Operations and Maintenance Program Measurement

Operations and maintenance (O&M) measurement tends to focus on reliability as the sole metric. Every Federal agency wants a reliable facility, but this metric alone is not enough to build a successful O&M program.

O&M managers must think beyond reliability. Successful programs incorporate reliability along with controlling costs, evaluating and implementing new technologies, tracking and reporting health and safety issues, and more. Not only are these metrics useful in assessing effectiveness, but also in equipment cost justification, program modifications, and staff hiring.

Common Metrics

The following metrics are common in evaluating effective O&M programs. Not all of these metrics can be used in all situations, but a program should use as many as possible to better define deficiencies and publicize successes.

  • Capacity factor: A measure of actual operation compared to full-utilization operation. It relates actual plant or equipment operation to intended full-capacity operation.

  • Work orders generated/completed: Tracking generated and completed work orders over time to allow a better understanding of workloads and staff schedules.

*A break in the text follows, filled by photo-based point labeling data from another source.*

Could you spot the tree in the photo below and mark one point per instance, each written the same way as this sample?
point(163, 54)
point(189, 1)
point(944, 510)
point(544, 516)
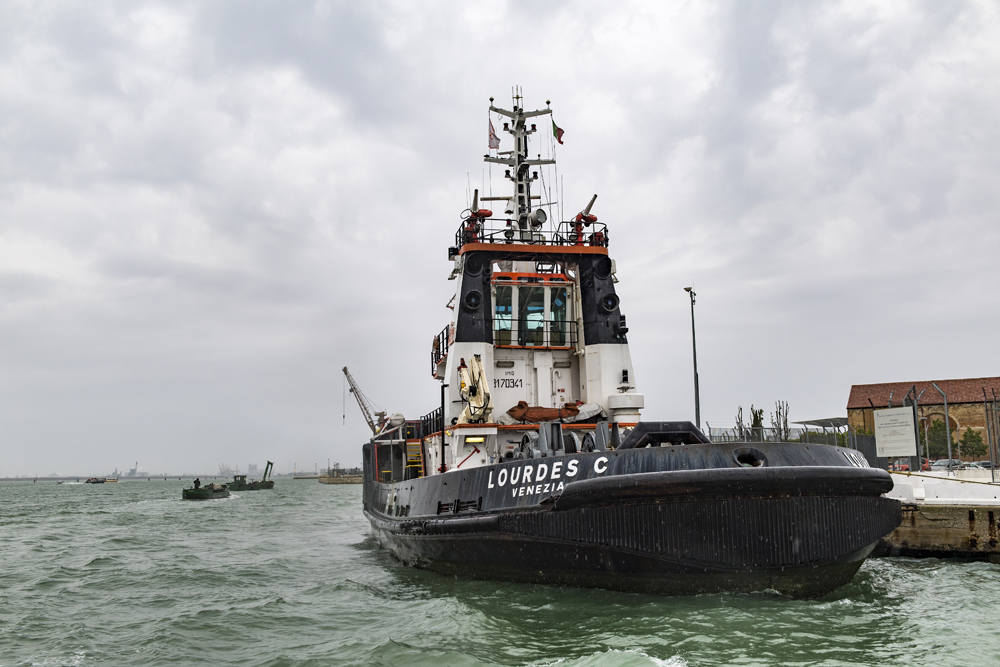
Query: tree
point(779, 421)
point(938, 446)
point(972, 444)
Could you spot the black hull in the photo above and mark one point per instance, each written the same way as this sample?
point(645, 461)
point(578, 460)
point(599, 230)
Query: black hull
point(802, 530)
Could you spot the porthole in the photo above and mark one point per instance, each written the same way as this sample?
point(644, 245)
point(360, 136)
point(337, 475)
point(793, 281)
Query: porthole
point(473, 300)
point(749, 457)
point(608, 302)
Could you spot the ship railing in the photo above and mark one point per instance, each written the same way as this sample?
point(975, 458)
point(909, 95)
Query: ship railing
point(506, 231)
point(545, 334)
point(439, 350)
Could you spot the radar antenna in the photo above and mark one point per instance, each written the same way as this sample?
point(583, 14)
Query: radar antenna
point(518, 163)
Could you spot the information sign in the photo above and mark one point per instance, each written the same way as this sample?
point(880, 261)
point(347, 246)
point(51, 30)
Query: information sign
point(894, 433)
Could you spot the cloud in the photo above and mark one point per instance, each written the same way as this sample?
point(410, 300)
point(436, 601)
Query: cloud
point(207, 210)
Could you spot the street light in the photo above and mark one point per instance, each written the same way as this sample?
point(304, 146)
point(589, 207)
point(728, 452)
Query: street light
point(694, 353)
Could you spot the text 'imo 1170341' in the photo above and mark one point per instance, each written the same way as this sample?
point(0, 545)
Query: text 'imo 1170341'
point(536, 465)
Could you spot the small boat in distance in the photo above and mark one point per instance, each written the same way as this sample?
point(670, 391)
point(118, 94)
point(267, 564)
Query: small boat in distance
point(240, 482)
point(206, 492)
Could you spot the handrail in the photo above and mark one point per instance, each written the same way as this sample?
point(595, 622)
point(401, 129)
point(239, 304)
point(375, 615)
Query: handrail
point(552, 334)
point(491, 230)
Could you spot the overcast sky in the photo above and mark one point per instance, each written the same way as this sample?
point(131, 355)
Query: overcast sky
point(208, 208)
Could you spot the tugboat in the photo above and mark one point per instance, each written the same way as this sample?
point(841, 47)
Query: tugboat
point(205, 492)
point(240, 482)
point(536, 467)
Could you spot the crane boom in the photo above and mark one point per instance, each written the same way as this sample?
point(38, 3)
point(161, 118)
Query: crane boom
point(375, 419)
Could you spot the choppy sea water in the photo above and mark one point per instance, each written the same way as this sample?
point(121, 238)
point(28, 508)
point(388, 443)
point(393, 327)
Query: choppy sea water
point(128, 574)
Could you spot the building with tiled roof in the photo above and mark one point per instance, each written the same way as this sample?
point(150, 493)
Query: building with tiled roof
point(967, 402)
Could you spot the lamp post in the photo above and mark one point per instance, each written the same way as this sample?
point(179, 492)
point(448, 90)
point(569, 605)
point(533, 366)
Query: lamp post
point(694, 354)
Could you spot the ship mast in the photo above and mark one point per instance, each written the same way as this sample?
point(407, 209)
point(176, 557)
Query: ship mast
point(518, 162)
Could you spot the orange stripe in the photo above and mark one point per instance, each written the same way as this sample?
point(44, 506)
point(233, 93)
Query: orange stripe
point(534, 249)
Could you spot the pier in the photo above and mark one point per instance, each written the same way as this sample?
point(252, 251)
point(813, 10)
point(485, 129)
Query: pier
point(945, 515)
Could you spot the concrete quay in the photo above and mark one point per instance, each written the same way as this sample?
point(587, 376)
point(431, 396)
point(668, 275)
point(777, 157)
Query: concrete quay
point(945, 515)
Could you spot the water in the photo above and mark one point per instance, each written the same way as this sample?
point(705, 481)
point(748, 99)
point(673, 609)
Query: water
point(128, 574)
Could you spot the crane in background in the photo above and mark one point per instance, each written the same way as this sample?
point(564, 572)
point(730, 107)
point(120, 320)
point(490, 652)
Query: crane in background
point(376, 420)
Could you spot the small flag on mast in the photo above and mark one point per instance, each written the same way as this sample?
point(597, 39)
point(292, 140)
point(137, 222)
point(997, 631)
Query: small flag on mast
point(494, 139)
point(557, 132)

  • Backlog of corrective maintenance: Used as an indicator of workload issues and maintenance program effectiveness.

  • Safety record: Commonly tracked by number of loss-of-time incidents or total number of reportable incidents. Safety record tracking is useful for getting an overall safety picture.

  • Energy use: A key indicator of equipment performance, level of achieved efficiency, and possible system degradation.

  • Inventory control: An accurate accounting of spare parts can be important in controlling costs. A monthly reconciliation of inventory "on the books" and "on the shelves" provides a good measure.

  • Overtime worked: Weekly or monthly hours of overtime worked has workload, scheduling, and economic implications.